Aller guten Dinge sind dreizehn: Märchen aus Eurasien

Studierende aus Moskau und Germersheim übersetzen Märchen aus mehr als zwei Dutzend Sprachen ins Russische und ins Deutsche

10.06.2020

Relaisdolmetschen kennen wir normalerweise von internationalen Organisationen wie der EU, wenn seltener gesprochene Sprachen wie Litauisch oder Slowakisch zunächst in eine Mittlersprache – meist Englisch – gedolmetscht werden und dann aus dieser "Relaissprache" weiter in die übrigen Sprachen. Doch das Prinzip wird auch bei Märchenübersetzungen angewandt, vor allem wenn die Geschichten aus so exotischen Sprachen wie Jakutisch oder Kirgisisch stammen. Gerade für den zentralasiatischen Raum war dabei Russisch schon immer eine wichtige Mittlersprache.

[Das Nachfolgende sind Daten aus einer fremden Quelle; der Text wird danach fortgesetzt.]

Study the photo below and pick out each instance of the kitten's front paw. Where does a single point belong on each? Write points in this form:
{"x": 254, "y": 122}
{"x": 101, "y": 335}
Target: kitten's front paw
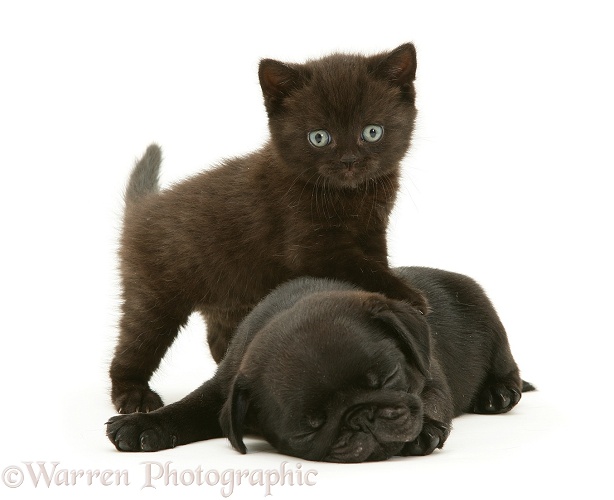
{"x": 136, "y": 398}
{"x": 433, "y": 435}
{"x": 140, "y": 432}
{"x": 497, "y": 397}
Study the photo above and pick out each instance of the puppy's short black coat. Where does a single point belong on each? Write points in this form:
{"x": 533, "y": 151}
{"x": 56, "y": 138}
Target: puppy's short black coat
{"x": 326, "y": 371}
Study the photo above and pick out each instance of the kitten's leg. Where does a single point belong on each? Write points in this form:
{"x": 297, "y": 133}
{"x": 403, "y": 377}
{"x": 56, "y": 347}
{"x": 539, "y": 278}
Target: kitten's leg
{"x": 221, "y": 326}
{"x": 438, "y": 413}
{"x": 194, "y": 418}
{"x": 146, "y": 333}
{"x": 502, "y": 388}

Die Methode des Relaisübersetzens war Ausgangspunkt für ein außergewöhnliches Lehr- und Publikationsprojekt am Fachbereich Translations-, Sprach- und Kulturwissenschaft der Johannes Gutenberg-Universität Mainz (JGU), das 2017 begann und nun mitten in Corona-Zeiten erfolgreich abgeschlossen werden konnte. Um die große Sprachenvielfalt an der JGU und an ihrer Partneruniversität, der Staatlichen Linguistischen Universität Moskau (MGLU), zu zeigen und produktiv zu nutzen, übersetzten Germersheimer und Moskauer Studierende Märchen aus mehr als zwei Dutzend Sprachen von Katalanisch über Kurdisch bis hin zu Koreanisch ins Deutsche beziehungsweise Russische. Aus diesen beiden Relaissprachen wurden die Texte anschließend weiterübersetzt, sodass am Ende jedes Märchen dreisprachig vorlag: im Original, auf Russisch und auf Deutsch. Möglichen "Stille-Post-Effekten" wurde durch intensive Zusammenarbeit zwischen den Übersetzerinnen und Übersetzern mit verschiedenen Muttersprachen vorgebeugt. Neben Lektorat, Teamfähigkeit und Zeitmanagement konnten die Teilnehmenden Übersetzungsstrategien für sprechende Namen, kulturspezifische Elemente und weitere typische Märchenelemente kennenlernen und anwenden.

Dank der großzügigen Förderung durch das Zentrum für Interkulturelle Studien (ZIS) der JGU sowie Gazprom Germania wurden letztlich 13 Märchen aus dem eurasischen Raum ausgewählt, die jetzt als zweisprachige illustrierte Publikation erschienen sind. Das Märchenbuch ist eines von vielen gemeinsamen Projekten, die im Rahmen der seit mehr als 30 Jahren bestehenden Universitätspartnerschaft zwischen der JGU und der MGLU unter großem Engagement beider Seiten durchgeführt wurden und werden.